At present, we share with Iran a common enemy in ISIS and common interests in Syria and Afghanistan. We also have a common interest in Iran’s population, many of whom have close family ties to the large Iranian-American community in the U.S.
A middle class engaged with the international community will not likely want to pursue military ventures. Meanwhile, if President Hassan Rouhani improves Iran’s economy he can stay in power. Iran has traditionally seen the Persian Gulf, where the regional order has now collapsed — as its sphere of influence. Engagement with Iran will allow us to better influence its conduct in rebuilding it.
Dangerous? Iran’s supreme leader Ayatollah Khamenei, in his sermon for the end of Ramadan, praised those who chanted “Death to America” and “Death to Israel,” promising not to change Iran’s policy toward the United States. However, in 2013, he had called for “heroic flexibility,” thereby supporting Iran’s negotiating team, while hailing them as “sons of the Revolution.”
Most Iran experts hold that in order to maintain power, Khamenei must placate both extremes in his country. He would not have supported negotiations if he did not know how much Iran needed sanction relief. Thus, according to veteran Iran watchers, he must cover both sides, at least until some benefits to the population can swing the balance firmly in one direction or the other.
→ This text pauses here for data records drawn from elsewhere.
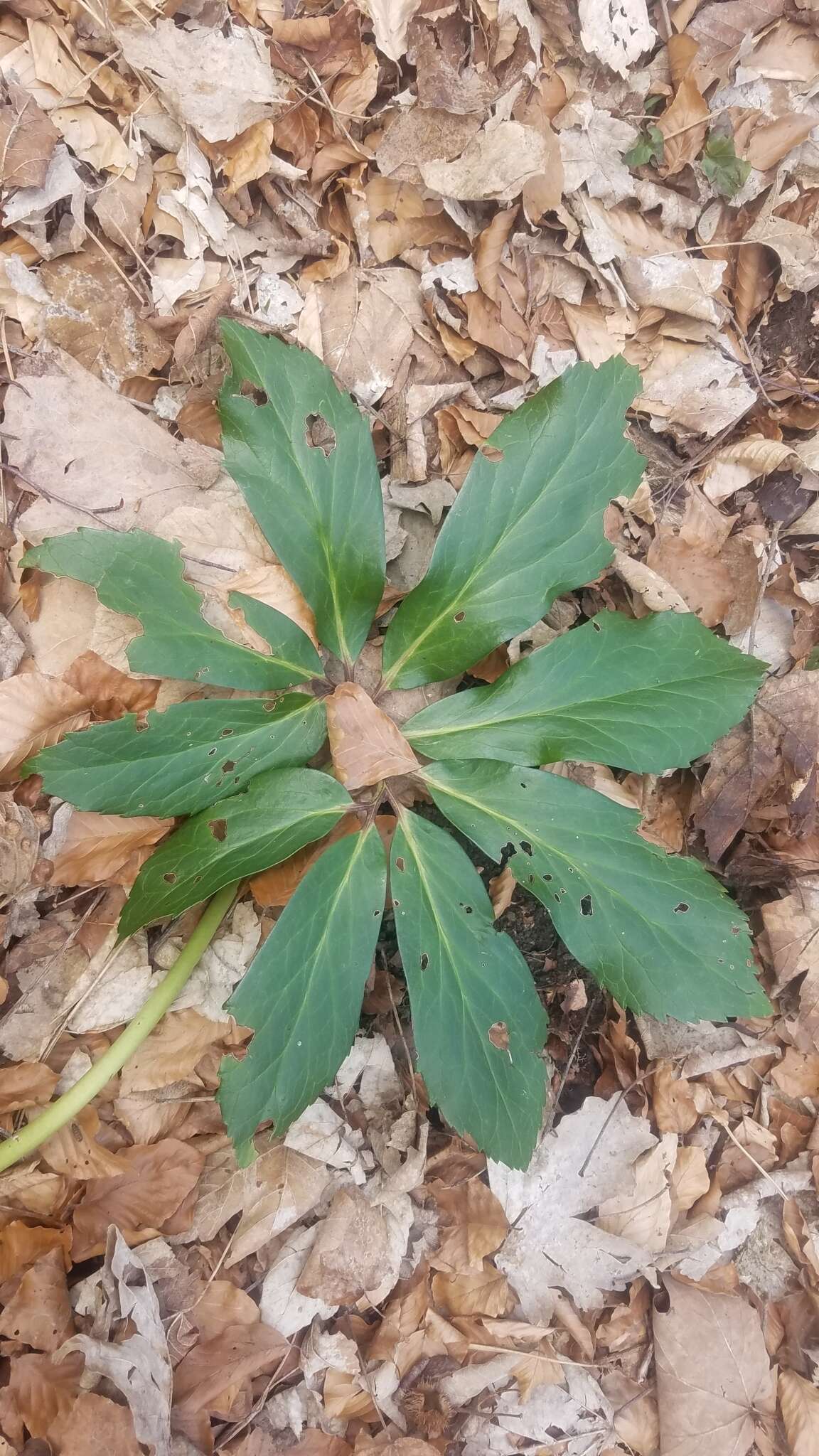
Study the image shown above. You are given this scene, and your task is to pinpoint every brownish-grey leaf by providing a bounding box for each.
[654,1278,776,1456]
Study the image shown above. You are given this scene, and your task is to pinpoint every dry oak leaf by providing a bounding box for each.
[53,1391,143,1456]
[780,1370,819,1456]
[326,683,419,789]
[73,1137,204,1260]
[296,1187,390,1305]
[0,82,60,188]
[0,1248,75,1354]
[430,1178,508,1274]
[0,673,90,776]
[50,805,173,885]
[653,1277,776,1456]
[63,653,162,722]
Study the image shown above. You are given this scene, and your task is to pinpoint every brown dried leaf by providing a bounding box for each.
[57,1391,143,1456]
[39,253,171,387]
[0,1219,71,1284]
[119,1006,226,1096]
[0,1061,60,1117]
[296,1187,389,1305]
[0,673,90,776]
[50,809,173,885]
[326,683,418,789]
[0,793,39,897]
[173,1321,290,1424]
[780,1370,819,1456]
[430,1179,508,1274]
[697,671,819,859]
[653,1278,776,1456]
[0,1248,75,1353]
[657,35,711,176]
[73,1137,204,1260]
[63,653,162,722]
[9,1353,83,1445]
[0,82,60,188]
[432,1263,511,1319]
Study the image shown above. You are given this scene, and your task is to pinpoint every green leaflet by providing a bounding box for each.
[424,760,769,1021]
[23,693,326,815]
[23,525,316,692]
[700,127,751,196]
[389,814,548,1167]
[404,611,765,773]
[218,827,386,1165]
[119,769,353,939]
[382,358,643,687]
[220,322,385,661]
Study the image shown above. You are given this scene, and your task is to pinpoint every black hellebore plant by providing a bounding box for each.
[26,323,768,1166]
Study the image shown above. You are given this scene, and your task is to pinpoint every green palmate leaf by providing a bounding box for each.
[700,129,751,196]
[23,693,326,815]
[383,358,643,687]
[404,611,765,773]
[424,760,769,1021]
[218,827,386,1163]
[23,525,316,692]
[220,322,385,661]
[119,769,353,939]
[390,814,547,1167]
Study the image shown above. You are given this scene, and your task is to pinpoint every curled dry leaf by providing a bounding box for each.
[780,1370,819,1456]
[653,1278,776,1456]
[73,1137,204,1260]
[326,683,418,789]
[63,653,160,722]
[0,673,90,776]
[58,1391,143,1456]
[114,21,286,141]
[0,793,39,896]
[297,1187,389,1305]
[0,82,60,188]
[0,1248,75,1353]
[61,1227,172,1456]
[50,810,173,885]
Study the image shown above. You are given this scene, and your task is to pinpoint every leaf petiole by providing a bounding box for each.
[0,884,236,1172]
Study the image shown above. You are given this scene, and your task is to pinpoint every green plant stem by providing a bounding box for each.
[0,885,236,1172]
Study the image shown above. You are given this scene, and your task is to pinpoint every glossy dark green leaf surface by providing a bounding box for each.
[220,322,385,661]
[424,760,769,1021]
[23,693,326,815]
[383,358,643,687]
[404,611,765,773]
[119,769,351,938]
[218,827,386,1163]
[389,814,547,1167]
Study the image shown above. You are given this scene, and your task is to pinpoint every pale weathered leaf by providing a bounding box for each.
[653,1278,776,1456]
[326,683,418,789]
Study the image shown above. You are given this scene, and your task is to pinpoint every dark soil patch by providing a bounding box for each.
[759,289,819,378]
[376,803,608,1113]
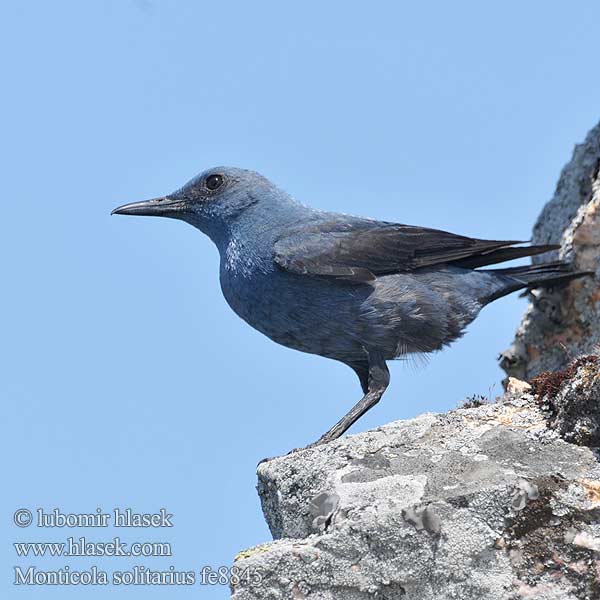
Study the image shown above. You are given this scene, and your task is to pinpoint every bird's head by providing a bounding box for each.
[111,167,278,237]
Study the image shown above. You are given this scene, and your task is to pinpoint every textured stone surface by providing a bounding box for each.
[500,125,600,379]
[232,369,600,600]
[533,356,600,448]
[232,125,600,600]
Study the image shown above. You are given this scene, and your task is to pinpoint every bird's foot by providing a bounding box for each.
[256,439,325,467]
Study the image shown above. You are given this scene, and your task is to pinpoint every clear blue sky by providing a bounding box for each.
[0,0,600,600]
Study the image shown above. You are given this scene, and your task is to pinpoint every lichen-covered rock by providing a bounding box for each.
[232,394,600,600]
[500,124,600,379]
[533,355,600,447]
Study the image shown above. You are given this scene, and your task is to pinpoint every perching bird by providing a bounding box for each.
[113,167,586,445]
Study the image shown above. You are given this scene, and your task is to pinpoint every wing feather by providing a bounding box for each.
[274,220,555,283]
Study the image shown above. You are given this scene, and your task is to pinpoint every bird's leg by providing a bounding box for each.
[307,353,390,448]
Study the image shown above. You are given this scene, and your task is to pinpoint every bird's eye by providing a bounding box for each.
[206,175,223,192]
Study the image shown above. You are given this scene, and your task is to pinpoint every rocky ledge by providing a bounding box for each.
[232,356,600,600]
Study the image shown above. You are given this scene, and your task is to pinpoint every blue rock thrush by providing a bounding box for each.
[113,167,586,445]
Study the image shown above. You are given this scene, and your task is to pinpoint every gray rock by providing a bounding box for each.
[232,390,600,600]
[500,120,600,379]
[231,125,600,600]
[534,355,600,447]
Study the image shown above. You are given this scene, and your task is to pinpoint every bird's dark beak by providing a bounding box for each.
[110,196,185,217]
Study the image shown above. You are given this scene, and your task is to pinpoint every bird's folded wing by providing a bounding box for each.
[274,220,555,282]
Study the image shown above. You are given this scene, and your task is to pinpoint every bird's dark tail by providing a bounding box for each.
[482,261,594,302]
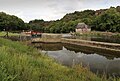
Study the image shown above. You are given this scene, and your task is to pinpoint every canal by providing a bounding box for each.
[34,43,120,77]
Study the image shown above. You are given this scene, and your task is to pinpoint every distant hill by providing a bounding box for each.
[29,6,120,33]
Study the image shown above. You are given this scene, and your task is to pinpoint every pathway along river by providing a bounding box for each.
[32,43,120,77]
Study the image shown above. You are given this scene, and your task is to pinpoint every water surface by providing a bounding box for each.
[33,43,120,77]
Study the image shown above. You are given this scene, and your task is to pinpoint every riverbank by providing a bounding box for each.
[0,38,116,81]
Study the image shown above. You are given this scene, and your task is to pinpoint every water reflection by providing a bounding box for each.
[68,36,120,44]
[33,44,120,76]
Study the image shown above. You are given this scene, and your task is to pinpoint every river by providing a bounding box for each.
[32,43,120,77]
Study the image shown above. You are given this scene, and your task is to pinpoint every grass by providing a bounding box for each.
[0,31,20,36]
[0,38,120,81]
Iran and the U.S., ironically, mirror each other in their extreme political divisions. If the progressives in either country want an agreement, they must assure the conservatives that they will be tough about it. Finally, we must recognize that, sooner or later, many more countries will have nuclear capacity. It is thus more logical to weave them into the international community, thus diminishing the incentive to build nuclear weapons.
We must remain vigilant. However, 13 years of war in the region has won little and lost a lot. The economy is Iran’s main priority — as celebrations in Tehran’s streets demonstrated. The promise of easing sanctions got Rouhani elected. A satisfied population will be less likely to want foreign adventures and more likely to keep a moderate in power and thus sway the supreme leadership.